3.2 The Structural Risk of Foreign Exchange Reserves
In practice, foreign exchange reserves largely consist of:
- Sovereign bonds (primarily US Treasuries)
- Deposits at foreign financial institutions
Both represent claims on another sovereign or institution.
In geopolitical stress scenarios, this dependency becomes a tangible vulnerability.
Chapter 4: Why Gold Is Being Revalued (This Is Not Nostalgia)
The resurgence of gold in central bank reserves is not a return to the gold standard.
It is the outcome of modern reserve risk management.
4.1 Gold Is No One’s Liability
- No issuer
- No default risk
- Limited exposure to sanctions or asset freezes
Among reserve assets, gold is uniquely insulated from counterparty risk.
4.2 Portfolio Diversification Under Crisis Conditions
During systemic stress, correlations among traditional safe assets tend to rise.
Gold functions as a shock absorber, particularly when multiple fiat assets weaken simultaneously.
4.3 A Hedge Against Inflation and Fiscal Expansion
The 21st century has been characterized by:
- Repeated financial crises
- Pandemic-driven fiscal expansion
- Persistent geopolitical fragmentation
In this environment, gold is increasingly viewed as a store of value beyond nominal monetary frameworks.

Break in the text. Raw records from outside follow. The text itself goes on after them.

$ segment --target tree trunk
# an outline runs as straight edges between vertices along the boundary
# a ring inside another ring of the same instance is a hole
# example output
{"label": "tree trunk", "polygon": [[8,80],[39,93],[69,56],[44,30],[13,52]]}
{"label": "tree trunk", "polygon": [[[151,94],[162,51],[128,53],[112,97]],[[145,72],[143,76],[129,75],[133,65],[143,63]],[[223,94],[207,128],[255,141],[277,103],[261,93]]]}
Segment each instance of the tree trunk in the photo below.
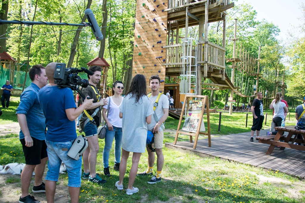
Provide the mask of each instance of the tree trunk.
{"label": "tree trunk", "polygon": [[[86,9],[90,9],[90,6],[91,5],[91,3],[92,0],[88,0],[88,3],[87,4],[87,6]],[[84,22],[86,20],[86,16],[83,14],[83,18],[81,20],[81,22]],[[71,51],[70,53],[70,57],[69,58],[69,61],[68,62],[68,65],[67,65],[67,68],[70,68],[72,66],[72,64],[73,63],[73,60],[74,60],[74,57],[75,56],[75,54],[76,53],[77,50],[76,50],[76,46],[77,45],[77,43],[79,39],[79,35],[81,34],[81,31],[84,26],[80,26],[77,27],[77,30],[75,32],[75,35],[74,37],[74,39],[73,39],[73,42],[72,43],[71,46]]]}
{"label": "tree trunk", "polygon": [[[58,11],[58,14],[59,16],[60,16],[60,10]],[[61,23],[62,18],[61,16],[59,17],[59,22]],[[63,30],[61,29],[59,29],[59,37],[58,38],[58,41],[57,42],[57,59],[56,60],[56,62],[59,63],[59,54],[60,53],[60,45],[61,44],[61,37],[63,36]]]}
{"label": "tree trunk", "polygon": [[[35,4],[35,9],[34,11],[34,15],[33,16],[33,20],[34,21],[35,19],[35,15],[36,15],[36,9],[37,8],[37,2],[38,0],[36,0]],[[32,44],[32,34],[33,33],[33,25],[31,26],[31,33],[30,37],[30,42],[29,43],[29,50],[27,52],[27,70],[25,72],[25,75],[24,76],[24,82],[23,83],[23,86],[22,87],[22,92],[24,90],[24,86],[25,86],[25,82],[27,82],[27,75],[29,70],[29,66],[30,65],[30,53],[31,50],[31,45]]]}
{"label": "tree trunk", "polygon": [[[0,10],[0,19],[7,20],[7,11],[9,10],[9,0],[2,0],[1,9]],[[0,53],[6,51],[6,28],[7,24],[0,25]]]}
{"label": "tree trunk", "polygon": [[[104,36],[102,40],[101,41],[99,44],[99,58],[104,57],[104,52],[105,51],[105,44],[106,41],[106,30],[107,26],[107,18],[108,16],[108,11],[107,10],[107,0],[103,0],[102,3],[103,21],[102,23],[102,33]],[[110,29],[110,28],[109,28]]]}

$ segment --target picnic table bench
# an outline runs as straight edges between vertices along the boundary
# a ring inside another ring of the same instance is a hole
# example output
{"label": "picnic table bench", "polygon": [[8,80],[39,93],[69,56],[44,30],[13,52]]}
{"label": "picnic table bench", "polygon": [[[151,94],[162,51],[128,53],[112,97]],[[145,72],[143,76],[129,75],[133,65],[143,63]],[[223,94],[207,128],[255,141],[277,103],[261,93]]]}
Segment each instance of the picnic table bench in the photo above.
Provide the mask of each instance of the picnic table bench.
{"label": "picnic table bench", "polygon": [[[304,144],[304,138],[305,137],[305,130],[298,130],[295,129],[294,126],[282,127],[274,127],[274,130],[278,131],[276,135],[271,135],[268,136],[260,137],[258,139],[258,142],[261,143],[270,145],[266,154],[270,155],[272,153],[276,146],[280,147],[280,149],[284,150],[285,148],[290,148],[298,150],[305,151],[305,146],[294,144],[295,142]],[[288,133],[288,135],[285,137],[282,135],[285,132]],[[301,135],[301,138],[297,138],[297,135],[299,134]],[[292,136],[294,135],[292,138]],[[282,142],[279,140],[284,141]],[[290,142],[290,143],[289,142]]]}

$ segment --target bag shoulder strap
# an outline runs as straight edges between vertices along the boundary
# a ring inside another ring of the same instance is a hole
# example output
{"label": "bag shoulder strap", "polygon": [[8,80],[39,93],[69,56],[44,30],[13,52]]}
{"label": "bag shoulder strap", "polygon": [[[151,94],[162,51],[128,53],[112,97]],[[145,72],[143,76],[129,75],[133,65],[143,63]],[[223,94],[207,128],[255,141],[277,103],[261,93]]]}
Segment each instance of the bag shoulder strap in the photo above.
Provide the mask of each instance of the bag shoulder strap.
{"label": "bag shoulder strap", "polygon": [[303,116],[303,114],[304,114],[304,113],[305,113],[305,106],[304,105],[304,104],[302,104],[302,106],[303,107],[303,112],[302,112],[302,113],[301,114],[301,115],[299,117],[299,119],[301,118],[302,116]]}

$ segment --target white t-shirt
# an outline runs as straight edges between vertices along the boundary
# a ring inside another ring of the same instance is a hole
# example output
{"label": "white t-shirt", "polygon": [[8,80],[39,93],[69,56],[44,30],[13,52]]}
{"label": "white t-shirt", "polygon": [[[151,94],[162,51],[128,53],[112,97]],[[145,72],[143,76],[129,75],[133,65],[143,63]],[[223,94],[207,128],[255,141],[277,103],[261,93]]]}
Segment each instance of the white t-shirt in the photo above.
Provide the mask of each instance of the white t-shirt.
{"label": "white t-shirt", "polygon": [[[108,114],[108,120],[109,121],[111,125],[115,126],[117,128],[122,128],[122,119],[120,118],[120,107],[123,102],[124,97],[122,98],[122,102],[120,105],[118,106],[117,105],[113,100],[112,99],[112,97],[110,97],[110,104],[109,107],[109,112]],[[109,98],[107,97],[106,98],[107,100],[107,102],[108,103],[108,105],[109,105]],[[107,109],[108,108],[108,105],[105,105],[103,107],[104,109]],[[107,113],[106,113],[107,115]]]}
{"label": "white t-shirt", "polygon": [[[151,96],[150,99],[152,104],[152,106],[153,106],[154,104],[156,102],[156,100],[157,99],[158,95],[155,96]],[[159,98],[159,100],[158,101],[158,106],[156,108],[155,112],[156,113],[157,117],[160,120],[161,117],[162,117],[163,114],[163,109],[168,108],[168,99],[167,97],[166,96],[163,94],[161,95]],[[152,121],[150,124],[147,124],[147,130],[152,131],[153,130],[153,128],[155,127],[155,126],[157,124],[157,122],[156,121],[155,117],[153,115],[152,115]],[[162,129],[160,127],[159,127],[159,131],[162,131]]]}
{"label": "white t-shirt", "polygon": [[286,104],[284,102],[280,101],[276,103],[273,103],[273,108],[274,109],[274,114],[273,117],[280,117],[282,119],[285,118],[284,112],[284,107],[286,106]]}

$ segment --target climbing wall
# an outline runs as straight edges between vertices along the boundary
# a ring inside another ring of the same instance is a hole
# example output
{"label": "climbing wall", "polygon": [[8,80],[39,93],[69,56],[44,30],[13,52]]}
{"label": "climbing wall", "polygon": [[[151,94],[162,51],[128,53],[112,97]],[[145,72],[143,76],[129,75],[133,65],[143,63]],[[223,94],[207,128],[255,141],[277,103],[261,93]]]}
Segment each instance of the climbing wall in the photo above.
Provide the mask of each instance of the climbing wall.
{"label": "climbing wall", "polygon": [[165,77],[167,8],[165,0],[137,1],[132,76],[144,75],[148,84],[151,76],[158,75],[160,91]]}

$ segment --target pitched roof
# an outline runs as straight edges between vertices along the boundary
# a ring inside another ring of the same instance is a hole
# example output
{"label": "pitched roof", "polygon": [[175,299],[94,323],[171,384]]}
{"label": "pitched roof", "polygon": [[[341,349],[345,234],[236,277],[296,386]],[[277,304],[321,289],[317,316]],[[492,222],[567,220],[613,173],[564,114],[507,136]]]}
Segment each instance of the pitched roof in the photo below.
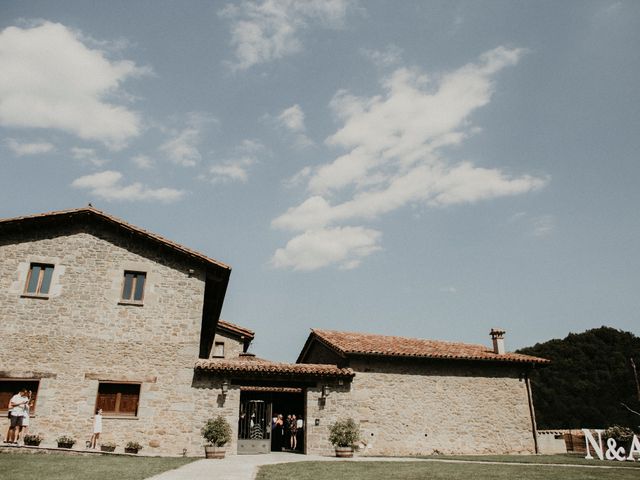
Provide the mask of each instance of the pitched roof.
{"label": "pitched roof", "polygon": [[370,355],[512,363],[549,363],[549,360],[544,358],[519,353],[497,354],[484,345],[318,329],[311,330],[307,343],[298,357],[298,362],[304,360],[305,354],[314,340],[326,345],[342,357]]}
{"label": "pitched roof", "polygon": [[225,320],[218,320],[218,328],[222,328],[223,330],[227,330],[229,333],[245,338],[253,339],[255,337],[255,332],[253,330],[249,330],[248,328],[241,327],[240,325],[236,325],[235,323],[227,322]]}
{"label": "pitched roof", "polygon": [[253,375],[261,377],[270,376],[295,376],[295,377],[353,377],[355,374],[350,368],[338,368],[335,365],[300,364],[300,363],[275,363],[251,355],[242,355],[234,359],[198,360],[196,370],[208,372]]}
{"label": "pitched roof", "polygon": [[86,207],[74,208],[70,210],[58,210],[53,212],[39,213],[36,215],[2,218],[0,219],[0,233],[2,233],[3,231],[9,231],[12,228],[20,228],[24,225],[40,226],[49,222],[68,222],[70,220],[79,219],[92,219],[101,221],[103,223],[115,226],[123,231],[130,232],[138,238],[149,240],[153,243],[168,247],[169,249],[190,257],[194,260],[231,270],[230,266],[219,262],[218,260],[207,257],[206,255],[196,252],[195,250],[191,250],[183,245],[180,245],[179,243],[172,242],[171,240],[168,240],[160,235],[149,232],[140,227],[136,227],[135,225],[127,223],[120,218],[114,217],[113,215],[109,215],[101,210],[98,210],[97,208],[91,206],[91,204]]}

Chapter 5: The True Shape of 21st-Century Currency Hegemony
The emerging monetary order can be summarized as follows:
- US Dollar
- The indispensable core of global finance and settlement
- No longer the sole anchor of reserve security
- Gold
- Not a yield asset
- A strategic hedge against geopolitical and institutional failure
- Other Currencies (e.g., the euro)
- Regional or functional complements, not replacements
This era is best described as:
Not abandoning the dollar, but refusing to rely exclusively on it.
Conclusion: From Credibility to Resilience
In the 20th century, currency hegemony depended primarily on credibility and trust.
In the 21st century, the decisive question has shifted to:
- How well can a currency and its associated assets withstand worst-case scenarios?
- Gold’s resurgence does not signal the end of the dollar era.
- Rather, it reflects the collective recognition that the global system has entered a phase where resilience matters as much as credibility.
- The accumulation of gold by central banks is the quietest, yet most revealing, indicator of this structural shift.